Second, on their website IQAir states that their air monitors are made in Europe[0]. This is a false claim. In fact, AirVision Pro is made in PRC, as it declared on the box. I would not be against a good product made in PRC, and AirVision Pro is in fact known for good cheracteristics regarding accuracy, but it seems like a dark pattern at best, and they clearly want to mislead customers.
Third, the enclosure featured a charging USB port (which is an obsolete micro USB variety incredibly hard to find cables for) that was very finicky and gave up the ghost 3 months in. The device just wouldn’t charge its battery or see any power at all thereafter, so it basically became a brick of cheap plastic for all intents and purposes. I can’t be bothered to disassemble the enclosure and try to repair it since I can’t stand the bright screen anyway and I already got the hang of air quality patterns where I live.
It did the job, sure, but if AirGradient’s PM2.5 and carbon dioxide detectors do nearly as good of a job[1] it makes it a much more compelling option for me.
Unfortunately, as of the time I last checked, AirGradient shipped to a small set of countries which did not include my area; by comparison, IQAir has a much wider coverage.

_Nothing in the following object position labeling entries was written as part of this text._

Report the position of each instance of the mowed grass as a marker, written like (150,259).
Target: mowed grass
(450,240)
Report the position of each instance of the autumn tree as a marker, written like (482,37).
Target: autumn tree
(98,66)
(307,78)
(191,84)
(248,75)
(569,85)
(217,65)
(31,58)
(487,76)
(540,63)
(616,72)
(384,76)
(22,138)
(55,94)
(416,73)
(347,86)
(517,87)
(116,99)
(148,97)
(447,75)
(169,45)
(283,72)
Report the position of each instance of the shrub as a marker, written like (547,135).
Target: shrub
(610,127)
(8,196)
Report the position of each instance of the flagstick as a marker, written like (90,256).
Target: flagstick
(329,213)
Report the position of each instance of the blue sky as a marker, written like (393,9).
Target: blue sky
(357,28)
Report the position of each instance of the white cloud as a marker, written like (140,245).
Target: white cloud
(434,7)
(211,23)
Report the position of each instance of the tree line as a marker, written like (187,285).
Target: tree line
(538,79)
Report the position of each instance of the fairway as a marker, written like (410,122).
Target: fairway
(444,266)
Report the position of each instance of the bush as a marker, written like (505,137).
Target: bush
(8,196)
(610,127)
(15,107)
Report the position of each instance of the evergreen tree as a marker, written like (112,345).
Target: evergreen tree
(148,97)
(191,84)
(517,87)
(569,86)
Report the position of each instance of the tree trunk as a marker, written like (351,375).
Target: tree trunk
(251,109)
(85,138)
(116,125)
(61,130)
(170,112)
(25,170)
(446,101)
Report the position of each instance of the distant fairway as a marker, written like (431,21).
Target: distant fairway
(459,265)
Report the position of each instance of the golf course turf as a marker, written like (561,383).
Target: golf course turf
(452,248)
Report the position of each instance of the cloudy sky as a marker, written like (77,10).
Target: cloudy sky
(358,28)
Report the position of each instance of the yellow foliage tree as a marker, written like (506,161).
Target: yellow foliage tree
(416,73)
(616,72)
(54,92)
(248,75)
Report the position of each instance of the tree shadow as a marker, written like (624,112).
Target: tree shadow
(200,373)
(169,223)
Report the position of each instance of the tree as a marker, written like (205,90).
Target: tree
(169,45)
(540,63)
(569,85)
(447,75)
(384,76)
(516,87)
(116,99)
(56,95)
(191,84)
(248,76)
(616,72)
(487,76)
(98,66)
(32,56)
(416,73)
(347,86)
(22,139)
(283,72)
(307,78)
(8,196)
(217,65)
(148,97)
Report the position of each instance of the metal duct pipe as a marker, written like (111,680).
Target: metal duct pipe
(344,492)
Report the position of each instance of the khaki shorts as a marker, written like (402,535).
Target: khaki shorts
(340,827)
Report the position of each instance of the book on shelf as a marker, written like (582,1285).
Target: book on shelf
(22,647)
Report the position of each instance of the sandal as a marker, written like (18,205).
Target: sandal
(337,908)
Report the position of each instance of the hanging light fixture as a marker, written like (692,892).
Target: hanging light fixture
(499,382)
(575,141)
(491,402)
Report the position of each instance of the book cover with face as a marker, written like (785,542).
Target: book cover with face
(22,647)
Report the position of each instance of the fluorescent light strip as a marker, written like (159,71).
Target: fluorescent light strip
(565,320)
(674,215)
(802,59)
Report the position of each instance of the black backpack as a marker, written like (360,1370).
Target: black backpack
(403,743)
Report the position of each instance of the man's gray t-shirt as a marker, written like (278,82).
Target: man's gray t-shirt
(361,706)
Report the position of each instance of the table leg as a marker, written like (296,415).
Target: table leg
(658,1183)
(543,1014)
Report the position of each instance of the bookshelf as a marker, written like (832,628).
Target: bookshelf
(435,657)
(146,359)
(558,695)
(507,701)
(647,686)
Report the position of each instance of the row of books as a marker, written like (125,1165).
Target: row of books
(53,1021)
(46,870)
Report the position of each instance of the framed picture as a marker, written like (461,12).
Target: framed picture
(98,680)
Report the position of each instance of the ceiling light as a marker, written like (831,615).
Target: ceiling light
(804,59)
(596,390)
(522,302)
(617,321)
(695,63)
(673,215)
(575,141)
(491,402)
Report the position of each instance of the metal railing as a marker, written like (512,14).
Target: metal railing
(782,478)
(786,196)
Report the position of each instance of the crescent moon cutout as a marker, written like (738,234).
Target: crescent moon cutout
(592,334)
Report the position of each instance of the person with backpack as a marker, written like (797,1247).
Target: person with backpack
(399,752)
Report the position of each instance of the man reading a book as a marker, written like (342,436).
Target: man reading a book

[0] You can still see the proud large “Swiss made” in the relevant section of their website (https://www.iqair.com/products/air-quality-monitors). Furthermore, if you Google the question, the LLM-generated answer suggests that
> The IQAir AirVisual Pro air quality monitor is Swiss-designed and manufactured. While IQAir is headquartered in Switzerland, their manufacturing facilities for air purifiers, including the AirVisual Pro, are located in both Switzerland and Southern Germany
cinntaile|6 months ago
It's linked in the article but here it is. https://www.wired.com/gallery/best-indoor-air-quality-monito...
floppyd|6 months ago
> - Our monitor: Downgraded due to a faulty display (a warranty-covered hardware issue).
> - Another Monitor: Recommended, despite having no display at all.
> - Another Monitor: Also recommended, despite lacking a CO2 sensor—one of the most critical metrics for assessing indoor air quality and ventilation.
jeroenhd|6 months ago
The AirGradient screen isn't even that small, but the UI can be much more user-friendly IMO. There's a reason all the other meters with screens do HUGE NUMBER+tiny label.
I'm sure many people will prefer the AirGradient, but I don't think the reviewer is wrong for having different preferences.
Mashimo|6 months ago
ratelimitsteve|6 months ago
If, however, I concede the author's idea that reviews must have objective criteria, methodology and standards in order to be taken seriously then I'd like to propose the first objective criterion: broken out-of-the-box === not recommended.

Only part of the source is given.